I can also answer the '50 ohm' resistor question....

The circuit apparently expects you to use a 50 ohm transmission line (i.e. coax, but it's also the connectors on both ends, the pcb etc.). When you put high speed signals down a transmission line you have to be careful to correctly terminate the transmission line. If you don't terminate the transmission line, once the signal reaches the far end, a portion of it will bounce off the far end and return back to the transmitter. I don't want to go into all of the details of how this is bad - but it is. Let's just say that you really want to prevent this.

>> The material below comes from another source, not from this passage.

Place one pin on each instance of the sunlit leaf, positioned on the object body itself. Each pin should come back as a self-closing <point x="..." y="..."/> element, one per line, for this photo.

There are two ways to do this:

1) Provide a *parallel* termination at the far end (aka receiver)
2) Provide a series termination at the near end (aka transmitter)

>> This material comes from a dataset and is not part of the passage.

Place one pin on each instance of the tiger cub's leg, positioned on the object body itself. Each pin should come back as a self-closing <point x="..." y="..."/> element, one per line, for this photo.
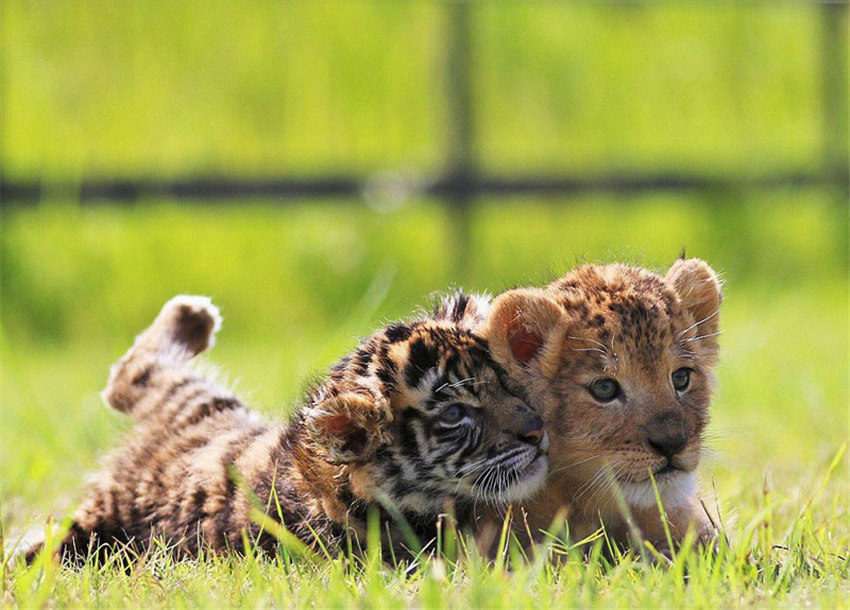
<point x="153" y="371"/>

One could debate the merits of both options. In this case, I'd probably choose to add the 51 ohms at the receiver (class D amp?) just because I could then use a signal generator from the bench and have it be terminated correctly.
 
What a great forum, and what a great selection of detailed replies, thank you all very much indeed. I have spent a lot of time pretending I am knowing what I am doing to stop FET failure in the low frequency power amp that this pre-amplifier and doubler feed, and in a previous, quite different design, and I believe I have now found the issue. The same designer of the doubler suggested i use part of the schematic from another of his designs to build a pre amp. I have a Kenwood TS-590 transceiver for ham radio usage and I operate a lot on the 136kHz LF band. This transceiver only has the facility to give a circa 0 dBm output on this frequency. Due to the digital software i run, and the requirement of the push pull Class D amplifier to have 136 kHz times two as its input (272 kHz, sorry about the original typo...), I needed to double up the output frequency. The designer of the doubler stated that it needed between +7 and +20 dB input, here:

http://www.w1vd.com/X2LinearClassDinterface.html

so I needed a pre-amp to go from about 0 dBm to at least +7 dBm.

He suggested using the tail end of another of his circuits and I assumed he meant the bit I have outlined in red:



I built this and the doubler, but found mysterious FET failures at the end of a TX session. The amp schematic is at:

http://www.gatesgarth.com/kw-amp.pdf


After much messing about i finally found out two days ago that the signal from the doubler to the input of the amp was NOT stopping cleanly at the end of a TX session, but was held high then stopping noisily. Again, after hours of messing i found reducing the drive from the transceiver into the pre amp, which I modded to reduce gain by changing the 1k feedback resistors to 2.7k ones, the glitch stopped. I have no more FET failures despite several hours of off and on transmitting and making my first ever UK to US trans Atlantic contact on 136 kHz. Gluing advice on here together has helped enormously, and I have linked to the various schematics on here in the hope anyone interested might critique things further. I am especially interested in the comments about changing to a Schmitt trigger IC made by ForrestC, and loathe as I am to ask for more, a little more detail on what a swap would entail would be great. I am guessing what was happening was the low signal to the 74HCT4046 device in the doubler wasn't going low enough and "funny things" were happening?Whilst all is well now, I have to wonder if I could, or should, optimise things better, especially the pre-amp and doubler. Do my 2.7k feedback resistors look like they should put gain in the right ballpark?


Sincere thanks to all for helping me finally resolve this long standing (and costly...) problem!!